Work with value streams to improve OEE & efficiency levels on key production processes.
Engineering Governance & Compliance:
Maintain GMP-compliant systems and equipment.
Upgrade and own engineering policies and standards.
Oversee regulatory inspections and statutory compliance.
Maintenance & Reliability:
Direct preventive, predictive, and condition-based maintenance.
Implement reliability engineering practices.
Reduce downtime and equipment-related deviations.
Capital Projects & Site Expansion:
Lead the CAPEX portfolio and major site expansions.
Manage design, construction, C&Q, and handover.
Control budgets and vendor performance.
Support new commercial contract enquiries with CAPEX & operational standards (i.e. machine speeds etc.)
Facilities, Utilities & Energy:
Oversee HVAC, water systems, boilers, chillers, compressed air, and cleanroom utilities.
Manage facilities, buildings, grounds, and contractor control.
Drive sustainability and energy-saving initiatives.
Automation, Controls & Digitalisation:
Own the automation strategy.
Support MES, data integrity and Industry 4.0 initiatives.
Ensure cybersecurity for control systems.
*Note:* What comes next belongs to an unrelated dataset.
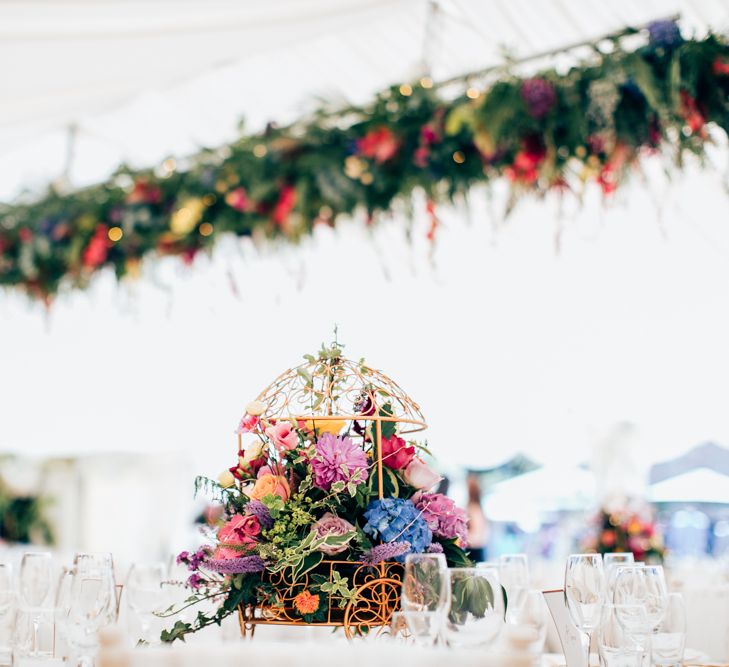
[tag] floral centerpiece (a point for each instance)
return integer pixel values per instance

Budget, People & Performance:
Manage operational and capital budgets.
Develop engineering talent and succession plans.
Monitor KPIs including OEE and equipment uptime.
Education and Qualifications:
Essential:
Degree in Engineering.
10+ years pharmaceutical or GMP-regulated leadership.
Strong knowledge of EU GMP, HPRA/FDA requirements.
Proven CAPEX and maintenance strategy experience.
Desirable:
Master’s degree or Chartered Engineer.
Lean, TPM, Six Sigma experience.
Automation and digital transformation exposure.
Skills and Competencies:
Leadership and communication skills.
Strategic thinker with strong problem-solving.
Excellent stakeholder management.
Data-driven decision-making.
Ability to manage change in a regulated environment.
Applicants from diverse backgrounds, including those returning after a career break or with transferable skills from non-traditional career paths, are encouraged to apply. We value varied experiences and are committed to fostering an inclusive environment that supports individuals with disabilities.